US 12,141,107 B2
Techniques for discovering and updating semantic meaning of data fields
John Joyce, Boston, MA (US); David Huang, Sugar Land, TX (US); Andrew Chang, Westford, MA (US); and Niel Morrison, Western Cape (ZA)
Assigned to Ab Initio Technology LLC, Lexington, MA (US)
Filed by Ab Initio Technology LLC, Lexington, MA (US)
Filed on Sep. 19, 2023, as Appl. No. 18/470,405.
Claims priority of provisional application 63/408,400, filed on Sep. 20, 2022.
Prior Publication US 2024/0095219 A1, Mar. 21, 2024
Int. Cl. G06F 16/00 (2019.01); G06F 16/21 (2019.01); G06F 40/30 (2020.01)

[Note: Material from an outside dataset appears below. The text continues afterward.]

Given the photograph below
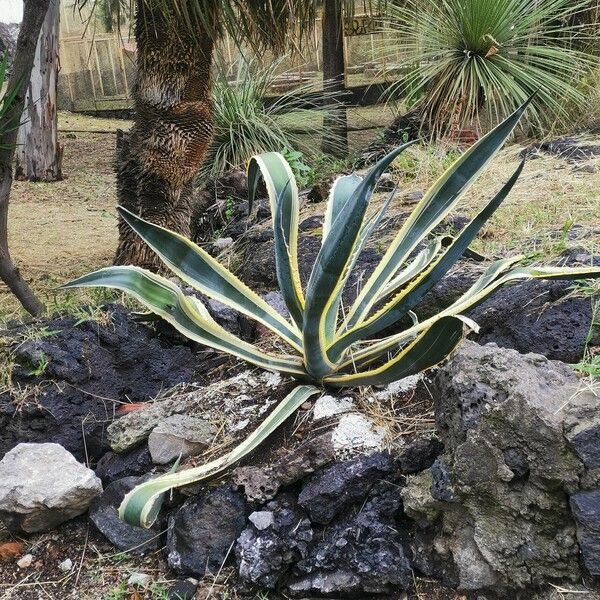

CPC G06F 16/21 (2019.01) [G06F 40/30 (2020.01)] 20 Claims
OG exemplary drawing
 
1. A method implemented by a data processing system for discovering semantic meaning of data in fields included in one or more data sets, the method comprising:
using the data processing system to perform:
identifying a first field having a previously-assigned label that indicates a semantic meaning of the first field, the previously-assigned label having a corresponding previously-determined label score;
identifying a set of one or more candidate labels, for potential assignment to the first field instead of the previously-assigned label, and a corresponding set of candidate label scores, the set of candidate labels including a first candidate label corresponding to a first candidate label score in the set of candidate label scores; and
evaluating, using the previously-determined label score and the first candidate label score, whether to assign the first candidate label to the first field, the evaluating comprising:
when the first candidate label score is at least a first threshold amount greater than the previously-determined label score, presenting the first candidate label to a user by generating an interface through which the user can provide input indicating whether to assign the first candidate label to the first field instead of the previously-determined label; and
when the first candidate label score is not at least the threshold amount greater than the previously determined label score, bypassing presentation of the first candidate label to the user.